When I was growing up, the big burger delicacy in town was known as “Moose Burger”–not because it was made from moose meat, but because the restaurant that served it was the Big Moose. Imagine a Big Mac made with 2/3 of a pound of fresh ground meat, properly fresh lettuce, slices of Vidalia onion about 1/2″ thick, crisp pickles, fresh buns and so on and so forth. I haven’t eaten one in years and the Big Moose is only a memory, but I’m drooling….

Well, in the Next Town Over, they had their own burger claim to fame–the Skeen Burger. If I have the story correctly, the restaurant in question was the Morning Glory, and it was owned by, you guessed it, the Skeen family. As the Next Town Over was, like my town, dominated by furniture factories and textile mills, the day started early and ended early. Restaurants like the Big Moose and the Morning Glory existed to handle the breakfast and lunch crowds, and were closed and the staff gone home by 3:30.

I never experienced a real Skeen Burger at the Morning Glory–that restaurant had closed by the time I kinda-sorta returned home from some travels. The recipe, however, lived on locally. I guess a few family friends had begged it, and then one thing lead to another and it started getting passed around. Now, it can be widely found in area church cook books.

To make a Skeen Burger, start with 5 pounds of fresh ground chuck. The fresher the better, and make sure it has some fat in it–none of that 95-5 stuff. Crush enough Ritz Crackers to make 1 cup of cracker crumbs. Have on hand 1 cup of good apple sauce, 3 tsp. of Tabasco sauce, 5 tbsp of Worcester sauce (spring for the good stuff of your choice; leave the French’s for the kiddies), 1 envelope of dry onion soup mix, 1/2 tsp garlic powder and salt if you wish–sea salt works best.

Mix it all up in whatever order you wish, in one big bowl using your hands. Machines destroy the texture of the meat. Pat out into generous burgers–we usually get 13-15 or so from this recipe. Be careful about getting them too thick as they tend to plump up as you grill them.

Yes, grill them–over charcoal. (LP grills–*shudder*). Be sure it is fairly hot, and sear the first side–some black does not hurt the taste–I think it enhances it. Flip them over and sear the other side. Flip again for 2-3 minutes, then flip for another 2-3. Use your turner to press them down on the grill and watch how much juice comes out. When it stops coming out in a stream, but the outside of the burgers are still moist, they’re done. Cooked like this they are usually medium to medium well.

Get them off the grill, and then use the grill to toast the buns. Onion, tomato, lettuce, ketchup and whatever else you want on a burger, including chili (no beans–hot dog chili). Sweet tea to wash them down, although beer will do as well. (I usually have the beer while grilling to ward off dehydration induced by the hot grill.
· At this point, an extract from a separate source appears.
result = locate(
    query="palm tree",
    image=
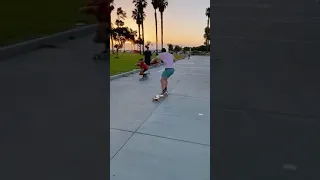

That’s my story and I’m stickin’ to it.) Chips if you wish, potato salad works well, and homemade ice cream for afters is just the thing.

Damn. I’m drooling again.

3 thoughts on “Skeen Burgers

  1. I played little league ball in 1960 in Thomasville, and loved the Skeen burgers at Morning Glory. I actually saw him cook it. I don't believe the onion soup ingredient was used. The taste wasn't in the burger but the slaw and other things. Always slaw. I can't see old bald headed Skeen using packets of onion soup mix. Nope. All these recipes are fake……Although tasty….just not a Skeen burger. There has never been in my life of 65 years a burger like the Skeen Burger from the Morning glory with the round bar and stools.

  2. You know, I can find a dozen places where folks say these recipes are fake, phony and so on. He wouldn't have used this, that ingredient didn't exist back then and so on.

    Does it ever occur to anyone it isn't the ingredient list that's important? It's the taste of the finished product that you're after when you're trying to recreate a classic recipe. Jeeze, some people….

  3. I've deleted probably a half dozen comments on this post just like the one from Mr. Hodges, but I finally decided to let one through and address the issue. Because this day, of all fucking days, I can understand why Tam not only pulled the plug on The View From the Porch but pulled the entire thing down off the Internet. The amount of derp out there is getting so deep that it really makes you wonder why you even bother to howl into the wilderness any more.